As per usual, because I charge through my readathon books with one eye on the clock and no attempt at note-taking, here are my brief and shouty responses to three of my four readathon reads.
Replay – Sharon Creech
Oh, I love me a Sharon Creech. She is a DELIGHT. And her books are always Good For The Childrens without being Too Dumb For The Adults, and they come with a Moral That Is Not Schlocky. A rare unicorn, those.
So. Leo has many siblings and his family is LOUD and ITALIAN (probably?) and everyone is always DOING things and COMPLAINING about things and Leo is day-dreamy and curious and also cast as the Old Crone in the school play (how mortifying). Anywert, one day Leo finds his dad’s old diary and who is this person who had all these dreams and why is he such a sad, grumpy sack now and so Leo learns a Valuable Lesson about How Shit Changes People and Why Old Folks Are That Way and it is heartwarming.
Forgotten – Cat Patrick
EXCELLENT PREMISE, moderately successful execution. So London has this brain thing where she remembers in reverse…like, she remembers tomorrow but not yesterday? So she leaves herself sticky notes saying This is what I did today and also I wore the pink sweater so don’t wear it tomorrow, which gives her interesting opportunities to do things like lie to herself about a boy who broke her heart, say, so that she forgets they ever dated while HE has to live with their break-up, YA BURNT! It also means that OTHER people can lie their fool heads off, and she’d never know until about two-thirds of the way through the novel when THE SEEKRITS, THEY EMERGE. So that bit’s terribly exciting.
And ok, I’ve previously expressed my displeasure with romances inserted by sticky-toddler-hands (this one needs to go right HERE and that one goes over THERE) so I won’t go on about that, and sometimes the conceit doesn’t hang together (like when she’s all, Huh, I must have flat-ironed my hair last night because I sure didn’t this morning, and I am like, No, your brain re-sets at some ungodly hour in the a.m. so unless you neglected to look in the mirror this morning, Sometime In The Afternoon is too late to be making this realization) and I don’t really like how the affliction is presented as A Neuro-Sciencey Brain Thing, NBD, when it means she can see into the future and that is semi-voodoo shit. But ZOMBG SEEKRITS will always trump minor quibbles, especially when the writing is competent.
Seven and a half caterpillars.
Just Listen – Sarah Dessen
Sarah Dessen! You are so great. I just want you to tell me stories all day. Particularly because your protagonists tend to have Normal, Actual Problems and not either Lame First-World Romantical Problems or Post-Apocalyptic Survival Problems (the latter I have no problem with. It’s just, we’re not always fighting off the zombie horde, ya dig?).

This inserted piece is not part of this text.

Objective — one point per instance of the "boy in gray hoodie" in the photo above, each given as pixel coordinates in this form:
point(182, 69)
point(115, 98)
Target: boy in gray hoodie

So Annabel’s problems include an EXTREMELY ANGRY former best friend, a Terrible Seekrit (which you will guess from page one because you have read YA novels before) upon which that best friend’s ANGER is contingent, an older sister with an eating disorder, an oldest sister who has scuttled irresponsibly off to New York, parents who do not Discuss Things, a mother who is WAY too invested in her daughters’ modelling careers, a decided lack of interest in said modelling career, and then obviously a BOY.
And none of those are very exotic ingredients, but they are carefully measured and not over-blended and this is a cake I would eat often, even though it is slathered in metaphor (music! But also silence! And honesty! And listening to what people are saying! And what they’re not saying! And so forth). And the banter wasn’t as banty as The Truth About Forever, which I loved into waffley pieces, but not everything is about the lulz (but yes it is. Why else are you here?).